Tuesday, September 7, 2010

Need For Speed: World - Review

Need For Speed: World - Review
With the release of their newest title, Need for speed: World, Electronic Arts aims to penetrate the massively multiplayer online (MMO) world of games to provide racing game fans a whole new level of interactivity by creating an online community of racers. Despite these noble intentions, Need for speed: World falls flat in many areas. The game is meant to rake in fans of the series and give them the opportunity to take their skills online and test their mettle against fellow drivers anywhere in the world.

With no story mode whatsoever, the game mainly relies on singe and multiplayer events around the world. However, the inclusion of only two distinct race types circuit and sprint hurts the game in terms of variety as well as innovation. As there are only two types of races to choose from, things get dull pretty quickly; and the repetitive tracks and lng waits in queues don't help matters.

The only otherf option for players to test their racing skills is to go for the Pursuit mode. Ramming into a police cehicle initiates a pursuit, whereby police cars will dogged chase you out. The pursuit mode is pretty much the same as it was in previous games and is nothing to write home about, and while it does provide a pleasurable change of pace, the novelty wears off pretty quickly.

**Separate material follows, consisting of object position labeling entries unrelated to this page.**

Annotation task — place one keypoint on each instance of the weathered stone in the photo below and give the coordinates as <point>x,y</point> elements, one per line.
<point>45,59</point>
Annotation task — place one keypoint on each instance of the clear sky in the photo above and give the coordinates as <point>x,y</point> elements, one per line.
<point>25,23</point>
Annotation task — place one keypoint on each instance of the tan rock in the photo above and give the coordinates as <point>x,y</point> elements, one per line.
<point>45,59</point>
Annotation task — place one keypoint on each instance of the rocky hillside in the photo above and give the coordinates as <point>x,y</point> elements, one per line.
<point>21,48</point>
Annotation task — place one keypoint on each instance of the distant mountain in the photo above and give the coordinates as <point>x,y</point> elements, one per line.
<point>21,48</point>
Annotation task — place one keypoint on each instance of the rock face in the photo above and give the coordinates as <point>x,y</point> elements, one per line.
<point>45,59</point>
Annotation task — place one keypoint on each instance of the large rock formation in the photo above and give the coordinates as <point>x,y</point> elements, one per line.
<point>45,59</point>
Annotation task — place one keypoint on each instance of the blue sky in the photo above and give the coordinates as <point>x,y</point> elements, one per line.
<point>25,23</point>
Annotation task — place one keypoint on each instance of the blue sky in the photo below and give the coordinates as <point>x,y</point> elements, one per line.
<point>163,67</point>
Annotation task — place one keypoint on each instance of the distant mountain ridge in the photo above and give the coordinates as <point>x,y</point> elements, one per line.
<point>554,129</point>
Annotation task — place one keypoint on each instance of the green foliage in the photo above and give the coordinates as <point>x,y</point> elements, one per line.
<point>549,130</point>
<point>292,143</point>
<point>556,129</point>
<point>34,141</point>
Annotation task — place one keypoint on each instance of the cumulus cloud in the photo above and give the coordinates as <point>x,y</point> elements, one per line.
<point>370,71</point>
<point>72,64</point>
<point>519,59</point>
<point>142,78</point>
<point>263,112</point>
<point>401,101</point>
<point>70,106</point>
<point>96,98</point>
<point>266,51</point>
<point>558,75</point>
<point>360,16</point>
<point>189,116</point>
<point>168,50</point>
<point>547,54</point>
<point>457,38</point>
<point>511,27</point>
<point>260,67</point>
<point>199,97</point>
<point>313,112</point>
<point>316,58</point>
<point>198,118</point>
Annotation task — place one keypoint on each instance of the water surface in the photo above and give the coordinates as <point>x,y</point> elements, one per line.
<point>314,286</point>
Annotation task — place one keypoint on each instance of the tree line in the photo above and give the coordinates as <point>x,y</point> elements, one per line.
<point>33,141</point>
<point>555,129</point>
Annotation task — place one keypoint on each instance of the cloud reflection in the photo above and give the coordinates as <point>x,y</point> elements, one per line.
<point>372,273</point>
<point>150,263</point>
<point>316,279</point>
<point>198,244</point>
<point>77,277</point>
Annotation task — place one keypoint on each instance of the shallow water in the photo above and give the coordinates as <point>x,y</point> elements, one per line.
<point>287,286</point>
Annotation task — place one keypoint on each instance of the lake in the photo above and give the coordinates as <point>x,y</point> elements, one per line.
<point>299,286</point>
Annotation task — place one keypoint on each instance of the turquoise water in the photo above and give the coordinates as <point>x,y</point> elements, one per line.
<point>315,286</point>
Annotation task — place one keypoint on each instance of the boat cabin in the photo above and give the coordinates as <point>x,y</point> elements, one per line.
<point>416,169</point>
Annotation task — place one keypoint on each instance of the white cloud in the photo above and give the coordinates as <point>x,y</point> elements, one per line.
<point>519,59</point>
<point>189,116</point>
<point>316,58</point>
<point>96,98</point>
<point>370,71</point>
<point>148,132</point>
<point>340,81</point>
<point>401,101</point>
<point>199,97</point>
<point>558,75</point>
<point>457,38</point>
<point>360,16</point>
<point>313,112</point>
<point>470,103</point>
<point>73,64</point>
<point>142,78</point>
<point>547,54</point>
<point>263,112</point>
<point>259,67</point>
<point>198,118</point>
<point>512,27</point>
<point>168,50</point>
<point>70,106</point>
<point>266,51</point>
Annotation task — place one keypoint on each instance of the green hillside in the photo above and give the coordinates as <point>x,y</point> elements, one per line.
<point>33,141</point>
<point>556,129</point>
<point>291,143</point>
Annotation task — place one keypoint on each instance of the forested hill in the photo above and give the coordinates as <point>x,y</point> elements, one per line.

Progression in game involves winning races and successfully evading pursuits, which earn you cash rewards that can be spent on upgrades, paint jobs and new cars, and reputation to advance to the next level. On the plus side, vehicle customisation is actullay quite good and rewarding in terms of fecals and vinyls applications. A few elements do stand out in World, however; one is the inclusion of reward cards, which provide an incentive for completing races and pursuits even if you are losing them. The other is the power up system, which, while not anything along the lines of kart racing fames, manages to make things appealing by providing special abilities such as nitro boosts and stronger collisions while driving.

But still, it's a generally likeable game that newbies as well as gearheads may want to experiment with and with a free to play model in place, it should provide some satisfaction to Need for speed fans who are willing to overlook its bugs and issues.